Each time something occurs at a college campus – from speeches some dislike, to teaching things that much of the world views as nuts, to shutting down campus functions, protests and riots -those involved point to “academic freedom” to justify actions that the rest of us would get in trouble for.
Academic freedom can result in a disparity in who gets to say what – some academics have protections to promote issues – while those opposed (the general public) may have no such protections. This creates an asymmetry in public dialogue.
Rather than freedom for everyone, we have freedoms specified for a specific group: academics.
FAQs on Academic Freedom | AAUP
The academic freedom of faculty members consists of four interrelated elements:
- Teaching: freedom to discuss all relevant matters in the classroom;
- Research: freedom to explore all avenues of scholarship, research, and creative expression and to publish the results of such work;
- Intramural speech: freedom from institutional censorship or discipline when addressing matters of institutional policy or action; and
- Extramural speech: freedom from institutional censorship or discipline when speaking or writing as citizens.
The effect is many academics have freedoms the rest of us do not have. They have the freedom to say hurtful things and to promote issues that may be harmful to us – but if any of us did this – or even attempt to reply to their speech, we could lose our jobs because the private sector has no speech protections.
The concept of academic freedom applies only to faculty members – the AAUP acknowledges this disparity. Others, even those who work at academic institutions do not have the same protections:
How does academic freedom apply to extramural speech?
This is arguably the most controversial and most challenged aspect of academic freedom, as it does not necessarily relate to disciplinary expertise. AAUP policy calls for faculty members to be free from institutional censorship or discipline when they speak or write as citizens, but faculty members’ special position imposes special obligations. When speaking on public matters, faculty members should strive to be accurate, should exercise appropriate restraint, should show appropriate respect for the opinions of others, and should make every effort to indicate that they are not speaking for the institution.
Who has academic freedom? Is it an unlimited right?
Academic freedom in the AAUP’s definition applies to faculty members; it is a professional right extended to members of the profession and is subject to certain limitations. Academic freedom means that faculty are free to engage in the professionally competent forms of inquiry and teaching that are necessary for the purposes of the university. It does not mean that individual faculty members are free to teach or publish whatever they want without repercussions.

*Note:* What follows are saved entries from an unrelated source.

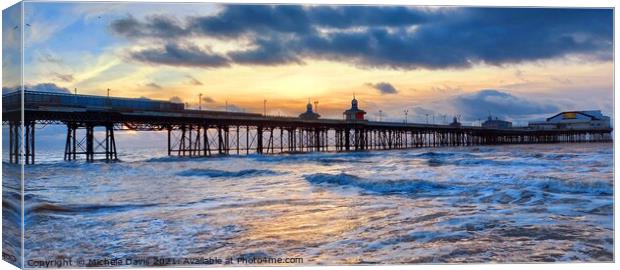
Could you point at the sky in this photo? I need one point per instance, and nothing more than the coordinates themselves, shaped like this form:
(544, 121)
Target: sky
(519, 64)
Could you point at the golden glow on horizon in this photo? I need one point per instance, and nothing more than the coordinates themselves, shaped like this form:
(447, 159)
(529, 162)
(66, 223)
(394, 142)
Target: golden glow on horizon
(288, 87)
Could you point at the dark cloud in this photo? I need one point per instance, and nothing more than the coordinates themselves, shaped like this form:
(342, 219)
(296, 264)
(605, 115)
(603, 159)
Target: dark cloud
(208, 99)
(153, 85)
(193, 81)
(386, 37)
(154, 26)
(383, 88)
(41, 87)
(63, 77)
(267, 52)
(181, 55)
(176, 99)
(482, 103)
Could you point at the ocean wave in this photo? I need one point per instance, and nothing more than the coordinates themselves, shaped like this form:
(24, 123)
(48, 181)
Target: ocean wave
(556, 185)
(49, 207)
(220, 173)
(378, 186)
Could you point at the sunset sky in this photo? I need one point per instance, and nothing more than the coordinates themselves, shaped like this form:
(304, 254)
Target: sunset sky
(518, 64)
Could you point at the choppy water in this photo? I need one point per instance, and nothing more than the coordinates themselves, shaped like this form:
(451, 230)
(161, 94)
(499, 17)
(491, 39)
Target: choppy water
(523, 203)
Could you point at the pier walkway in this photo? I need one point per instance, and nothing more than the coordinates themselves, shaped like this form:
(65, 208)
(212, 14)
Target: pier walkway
(204, 133)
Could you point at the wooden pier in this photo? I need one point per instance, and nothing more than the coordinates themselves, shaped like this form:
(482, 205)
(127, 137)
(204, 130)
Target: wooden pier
(205, 133)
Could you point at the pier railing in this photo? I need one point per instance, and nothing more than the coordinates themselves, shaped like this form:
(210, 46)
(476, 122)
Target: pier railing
(206, 133)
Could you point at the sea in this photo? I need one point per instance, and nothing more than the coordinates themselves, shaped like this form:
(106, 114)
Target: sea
(500, 204)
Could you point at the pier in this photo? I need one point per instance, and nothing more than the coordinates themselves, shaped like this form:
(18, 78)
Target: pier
(92, 121)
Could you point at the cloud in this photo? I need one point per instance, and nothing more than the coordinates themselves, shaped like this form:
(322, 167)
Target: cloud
(154, 85)
(48, 57)
(155, 26)
(497, 103)
(193, 81)
(381, 37)
(63, 77)
(41, 87)
(208, 99)
(181, 55)
(176, 99)
(383, 88)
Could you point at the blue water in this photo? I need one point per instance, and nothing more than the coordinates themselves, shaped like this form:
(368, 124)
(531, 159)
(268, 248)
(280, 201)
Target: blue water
(522, 203)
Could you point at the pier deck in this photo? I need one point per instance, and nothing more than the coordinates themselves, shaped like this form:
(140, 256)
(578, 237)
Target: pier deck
(205, 133)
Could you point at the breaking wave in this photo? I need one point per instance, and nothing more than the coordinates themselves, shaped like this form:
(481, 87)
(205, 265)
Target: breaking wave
(378, 186)
(220, 173)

An effect of this is that academics can say things that members of the public may not be able to respond to, because they do not have the same perceived “freedoms” – and might lose their jobs, unlike the academics.

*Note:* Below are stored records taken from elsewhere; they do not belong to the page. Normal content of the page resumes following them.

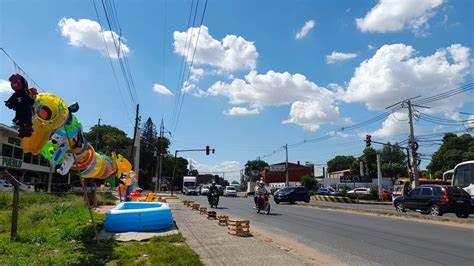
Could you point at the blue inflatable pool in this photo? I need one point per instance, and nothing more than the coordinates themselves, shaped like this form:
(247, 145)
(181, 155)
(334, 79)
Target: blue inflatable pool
(139, 217)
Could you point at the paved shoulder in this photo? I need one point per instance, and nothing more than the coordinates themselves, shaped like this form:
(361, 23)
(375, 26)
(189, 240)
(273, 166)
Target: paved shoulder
(216, 247)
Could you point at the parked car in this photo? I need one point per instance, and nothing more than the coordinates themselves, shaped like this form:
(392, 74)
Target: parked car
(435, 200)
(329, 191)
(190, 191)
(291, 194)
(5, 185)
(204, 190)
(359, 191)
(230, 191)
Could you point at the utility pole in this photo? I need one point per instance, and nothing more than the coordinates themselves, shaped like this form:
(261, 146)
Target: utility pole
(412, 158)
(159, 162)
(287, 182)
(97, 136)
(133, 150)
(379, 175)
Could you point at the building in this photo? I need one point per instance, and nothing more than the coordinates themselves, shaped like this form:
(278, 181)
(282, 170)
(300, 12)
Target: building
(25, 167)
(339, 174)
(275, 175)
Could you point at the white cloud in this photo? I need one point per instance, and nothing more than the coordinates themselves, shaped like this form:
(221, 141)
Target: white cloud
(308, 26)
(241, 111)
(88, 33)
(335, 57)
(5, 86)
(394, 73)
(395, 124)
(161, 89)
(311, 105)
(396, 15)
(230, 54)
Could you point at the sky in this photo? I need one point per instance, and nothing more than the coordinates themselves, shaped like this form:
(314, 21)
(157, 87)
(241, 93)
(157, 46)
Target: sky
(255, 75)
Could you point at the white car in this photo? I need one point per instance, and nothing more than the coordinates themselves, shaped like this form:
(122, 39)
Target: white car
(230, 191)
(359, 191)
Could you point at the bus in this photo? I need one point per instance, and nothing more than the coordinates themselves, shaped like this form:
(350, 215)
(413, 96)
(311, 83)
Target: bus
(464, 177)
(403, 185)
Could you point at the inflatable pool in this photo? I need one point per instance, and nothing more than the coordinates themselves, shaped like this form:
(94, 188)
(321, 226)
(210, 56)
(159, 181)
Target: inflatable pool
(139, 217)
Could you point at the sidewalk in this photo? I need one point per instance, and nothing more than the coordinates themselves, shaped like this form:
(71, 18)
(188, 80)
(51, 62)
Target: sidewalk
(216, 247)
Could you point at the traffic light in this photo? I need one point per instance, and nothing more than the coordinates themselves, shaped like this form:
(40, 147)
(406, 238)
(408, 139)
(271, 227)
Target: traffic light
(368, 140)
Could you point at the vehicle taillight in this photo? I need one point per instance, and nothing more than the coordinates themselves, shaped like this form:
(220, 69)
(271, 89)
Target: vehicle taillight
(445, 198)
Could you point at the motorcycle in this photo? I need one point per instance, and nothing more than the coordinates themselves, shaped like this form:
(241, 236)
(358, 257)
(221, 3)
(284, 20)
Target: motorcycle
(263, 204)
(213, 199)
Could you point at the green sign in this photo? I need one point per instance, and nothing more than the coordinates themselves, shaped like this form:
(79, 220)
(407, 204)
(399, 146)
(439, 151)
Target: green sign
(14, 141)
(11, 162)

This results potentially in biased public discourse – academics, who may have tenure job guarantees (only teachers and Federal judges have access to tenure) have the freedom to promote issues that may not be in the interests of the general public. But the general public does not have the same freedom to respond to those promotional efforts.

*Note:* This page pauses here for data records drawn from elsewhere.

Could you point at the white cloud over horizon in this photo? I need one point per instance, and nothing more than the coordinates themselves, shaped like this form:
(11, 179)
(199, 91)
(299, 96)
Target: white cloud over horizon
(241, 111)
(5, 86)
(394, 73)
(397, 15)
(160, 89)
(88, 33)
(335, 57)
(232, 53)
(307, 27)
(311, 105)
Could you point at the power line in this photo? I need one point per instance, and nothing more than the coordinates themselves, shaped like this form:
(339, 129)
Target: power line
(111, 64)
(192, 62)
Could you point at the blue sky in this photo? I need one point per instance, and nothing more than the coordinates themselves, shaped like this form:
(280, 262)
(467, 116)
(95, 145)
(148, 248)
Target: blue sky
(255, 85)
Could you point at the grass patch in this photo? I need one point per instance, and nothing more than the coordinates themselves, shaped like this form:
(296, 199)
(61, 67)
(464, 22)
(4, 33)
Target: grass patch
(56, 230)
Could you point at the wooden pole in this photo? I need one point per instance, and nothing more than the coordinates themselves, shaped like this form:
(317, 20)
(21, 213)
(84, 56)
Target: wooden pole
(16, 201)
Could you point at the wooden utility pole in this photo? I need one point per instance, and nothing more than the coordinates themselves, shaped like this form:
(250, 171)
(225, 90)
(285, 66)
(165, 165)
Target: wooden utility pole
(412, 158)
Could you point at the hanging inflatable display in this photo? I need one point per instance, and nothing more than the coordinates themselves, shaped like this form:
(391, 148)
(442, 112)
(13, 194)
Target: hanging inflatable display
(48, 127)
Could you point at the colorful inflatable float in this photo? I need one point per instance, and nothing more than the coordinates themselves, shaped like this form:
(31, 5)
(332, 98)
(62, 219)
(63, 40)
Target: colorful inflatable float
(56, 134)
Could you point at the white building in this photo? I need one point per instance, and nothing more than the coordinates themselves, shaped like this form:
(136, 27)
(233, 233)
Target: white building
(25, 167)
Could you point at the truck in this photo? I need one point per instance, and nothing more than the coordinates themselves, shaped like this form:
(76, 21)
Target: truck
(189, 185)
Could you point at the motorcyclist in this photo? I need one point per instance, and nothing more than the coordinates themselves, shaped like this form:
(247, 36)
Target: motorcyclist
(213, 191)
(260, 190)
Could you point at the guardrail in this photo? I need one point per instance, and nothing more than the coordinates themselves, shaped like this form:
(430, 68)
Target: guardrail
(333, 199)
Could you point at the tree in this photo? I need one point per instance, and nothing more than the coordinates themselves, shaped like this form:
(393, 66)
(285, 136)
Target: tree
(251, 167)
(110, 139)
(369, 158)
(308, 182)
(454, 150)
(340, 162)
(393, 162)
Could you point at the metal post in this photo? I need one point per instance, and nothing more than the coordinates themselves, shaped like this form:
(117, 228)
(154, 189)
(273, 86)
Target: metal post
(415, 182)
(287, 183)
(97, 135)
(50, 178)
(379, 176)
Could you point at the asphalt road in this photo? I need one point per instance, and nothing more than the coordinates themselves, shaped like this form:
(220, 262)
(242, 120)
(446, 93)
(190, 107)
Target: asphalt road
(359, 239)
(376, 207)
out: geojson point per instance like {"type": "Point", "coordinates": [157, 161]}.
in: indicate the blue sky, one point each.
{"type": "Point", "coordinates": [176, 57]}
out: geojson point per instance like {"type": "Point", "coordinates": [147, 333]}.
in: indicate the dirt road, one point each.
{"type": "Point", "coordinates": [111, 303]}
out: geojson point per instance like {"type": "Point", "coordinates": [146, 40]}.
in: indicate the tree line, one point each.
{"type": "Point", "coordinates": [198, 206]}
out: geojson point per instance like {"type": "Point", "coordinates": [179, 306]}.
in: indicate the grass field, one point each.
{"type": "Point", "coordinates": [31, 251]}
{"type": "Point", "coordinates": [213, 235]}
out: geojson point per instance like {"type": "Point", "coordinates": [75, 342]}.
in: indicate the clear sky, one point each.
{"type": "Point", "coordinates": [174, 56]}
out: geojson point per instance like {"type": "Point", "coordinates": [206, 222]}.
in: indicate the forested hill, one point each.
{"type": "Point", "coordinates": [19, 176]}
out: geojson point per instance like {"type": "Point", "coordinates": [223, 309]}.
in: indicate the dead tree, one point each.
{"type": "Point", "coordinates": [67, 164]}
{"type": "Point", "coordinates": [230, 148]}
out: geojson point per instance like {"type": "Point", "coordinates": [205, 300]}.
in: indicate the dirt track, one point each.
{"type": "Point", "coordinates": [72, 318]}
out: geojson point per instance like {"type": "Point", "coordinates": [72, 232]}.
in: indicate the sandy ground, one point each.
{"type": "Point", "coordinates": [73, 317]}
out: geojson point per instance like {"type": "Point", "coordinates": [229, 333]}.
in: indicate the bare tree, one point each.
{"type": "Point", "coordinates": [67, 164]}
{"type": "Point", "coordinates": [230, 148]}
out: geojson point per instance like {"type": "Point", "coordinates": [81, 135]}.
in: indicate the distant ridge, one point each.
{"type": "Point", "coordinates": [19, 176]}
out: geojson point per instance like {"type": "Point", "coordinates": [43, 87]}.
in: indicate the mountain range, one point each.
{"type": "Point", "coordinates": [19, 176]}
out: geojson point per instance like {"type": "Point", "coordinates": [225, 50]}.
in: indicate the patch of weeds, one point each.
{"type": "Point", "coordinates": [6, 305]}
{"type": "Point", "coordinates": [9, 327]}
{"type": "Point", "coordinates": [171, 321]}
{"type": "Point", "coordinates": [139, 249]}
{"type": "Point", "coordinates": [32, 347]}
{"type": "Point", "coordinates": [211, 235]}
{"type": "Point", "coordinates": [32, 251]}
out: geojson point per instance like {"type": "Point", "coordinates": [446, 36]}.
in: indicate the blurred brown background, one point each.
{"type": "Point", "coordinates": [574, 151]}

Related: In my state, public employees are granted free speech rights that do not apply to the private sector. Specifically, no public sector worker can receive work related feedback regarding the employee’s political activities. Private sector workers have no such protection. A possible result is that public sector workers can promote issues for which private sector workers might not be able to form a response (without getting in trouble).
The AAUP justifies this with an appeal to authority – academics are smarter and more important than you:
Those teaching and researching in higher education need academic freedom because the knowledge produced and disseminated in colleges and universities is critical for the development of society and for the health of a democracy, an idea often expressed by the phrase “for the common good” or “for the public good.” The common good depends upon the free search for truth and should not be guided by the desires of wealthy donors, by partisan political aims, by religious institutions, or by the desire not to offend.
A corollary is that those not in academics, and not producing knowledge “critical for the development of society and for the health of a democracy” should not and do not have the same protections, creating a bias in public discourse.
I and likely many of us get why the concept of academic freedom is important – but how do we reconcile that academic freedom appears to give academics more freedoms to express viewpoints than the freedom allotted to the general public?
We end up with Animal Farm’s “All are equal but some are more equal than others”.
Is their a solution to this?
Academic freedom comes up from time to time – in the past year, especially, in response to protests over Gaza and Israel – but was used to justify activities that were direct threats to Jews on U.S. campuses. If similar threats were made to members of other “minority” groups (Blacks, Hispanics, Asians, etc) those threats would not have been tolerated.
See also UChicago PozenReports_01_AcademicFreedom.pdf
The First Amendment is meant to prevent the government from limiting what any citizen can say. Academic freedom, by contrast, is meant to protect the government (or anyone else) from meddling with how citizens in one specific category—academics—about the collective enterprise of seeking the truth. In a free speech framework, all views are inherently equal.
The very definition – right there – is that academics are a special category for protected speech.
The paper goes on to assert a “human right” for academics to pursue topics that would get them in trouble (noting the example of international academics in the U.S. promoting anti-US agenda items). Academics could do this, but other people who are not academics would not have the same freedom. In effect, this is an “appeal to authority” argument in favor of academics.
(I am in favor of academic freedom – but for all. That’s the issue. Without matching freedoms, public discourse will always be biased in favor those who work as academics.)